Митяй сдёрнул картуз и тоже поклонился ей, потом на всякий случай поклонился налево, где на скамье вдоль стены сидели нижнедобринские хлопцы, почти все с  их, Пореченского конца, того же, что и он, возраста, хотя были среди них и чуть постарше. Потом поклонился направо, вглядываясь в колеблющийся от керосиновых ламп полумрак избы. Там на такой же скамье сидели девчата, кто с вязаньем, а кто рушники вышивал. Двое шерсть пряли с веретёнцем. Одна, русоволосая, крутила ногой прялку и пряла овечью шерсть, сматывая ею в клубки,  явно гордясь, что умеет это делать.
 Не забывая о своём рукоделье, девчата вполголоса переговаривались, делясь новостями и перенимая у подруг новые способы вышивки или вязания. Иногда вдруг запевалась незатейливая деревенская песня.  Приход наших двух молодцов не остался незамеченным.  Девчата, поглядывая в их сторону, стали между собой перешёптываться, прикрывая рот и посмеиваться. Митяй от смущения повернулся от них и наткнулся глазами на иконостас, возле которого теплилась лампадка.  Не сумев разглядеть, что там за образа, на всякий случай перекрестился.
– Чего ж не пустить-то, если добрых, – усмехнулась, оглядывая их, дородная хозяйка лет сорока, с озорной искрой в карих глазах, – проходите, будьте ласковы.
Широкая, почти до пола темно-синяя юбка, с выглядывающими из-под неё изящными  лаковыми полусапожками на каблучках,  выдавали в ней женщину, которая весьма следит за своей внешностью. Об этом же говорила и новая, приталенная кофта белого цвета в мелкий синий горошек, подчёркивавшая полную грудь, с обтягивающими рукавами,  сшитая по фигуре, на манер как у казачек. Толстая каштановая коса ею,  была умело, уложена вокруг головы и заколота на шпильки с блескучими камушками, в ушах посверкивали рубиновые серёжки.
– Ну, с чем пришли?
– Я с музыкой,– весело отозвался Егорка, доставая из-за отворота заплатанного кожушка свою балалайку.
– А ты с чем? – повернулась к Митяю Комариха
 – Вот, это Вам, – протянул ей Митяй медный пятак,  - а это обчеству, - и положил на поднос два кулька: один с леденцами «Ландрин», только появившимися в продаже в соседнем городе Жирнове, а другой с орехами.
 Всю пятницу, чтобы это купить, он таскал мешки с пшеницей на мельнице у Фридриха Бореля, богатейшего немецкого колониста, который держал не только мельницу, но и элеваторы для зерна и хлебопекарни.
 Хоть и не бедно жили Кирсановы, а лишних денег в крестьянском хозяйстве не бывает. Так, что на удовольствие приходилось подрабатывать в людях. Кто ж тебе дома-то  заплатит, хоть в лепёшку разбейся? 
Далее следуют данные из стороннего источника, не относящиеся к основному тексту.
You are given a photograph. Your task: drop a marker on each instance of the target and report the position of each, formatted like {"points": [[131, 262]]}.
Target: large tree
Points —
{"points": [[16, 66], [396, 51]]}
–  О, да ты жених, я вижу, завидный, с понятием, –  заулыбалась Комариха.–  Ну, проходи, не стесняйся, снимай свой тулупчик и иди вон к хлопцам. Да смотри, в избе не курить. Чей же будешь-то?
– Кирсанов, Дмитрий.
– Кирсанов - Турчонок?- назвала известное уличное прозвище дьяконица.
– Нет, мы Кирсановы – Петрушковы, - отозвался Митяй.
– А, знаю-знаю. Это ведь, твой дед Григорий под Плевной воевал, а отец Петруха с японской не воротился?
– Они самые.
Пока Митяй мялся у двери, Егорка уже скинул свой кожушок и, присев на табурет в дальнем углу большой комнаты, сияя своей кумачовой рубахой, начал тренькать на балалайке, рядом с ним уже сидела, не сводя с него восхищённых глаз, какая-то девица. С другой стороны, тоже сидя на табуретке,  тихонько пробовал лады своей гармошки рябой парень с соломенными волосами и в темно-синей свитке. Гармошка попискивала, изредка вспыхивая в отсветах свечей перламутровым узором, позванивали украшающие ею колокольчики. Девчата, что сидели воль стены на большой скамье, задвигались, начали убирать своё рукоделье, которым были заняты до сих пор.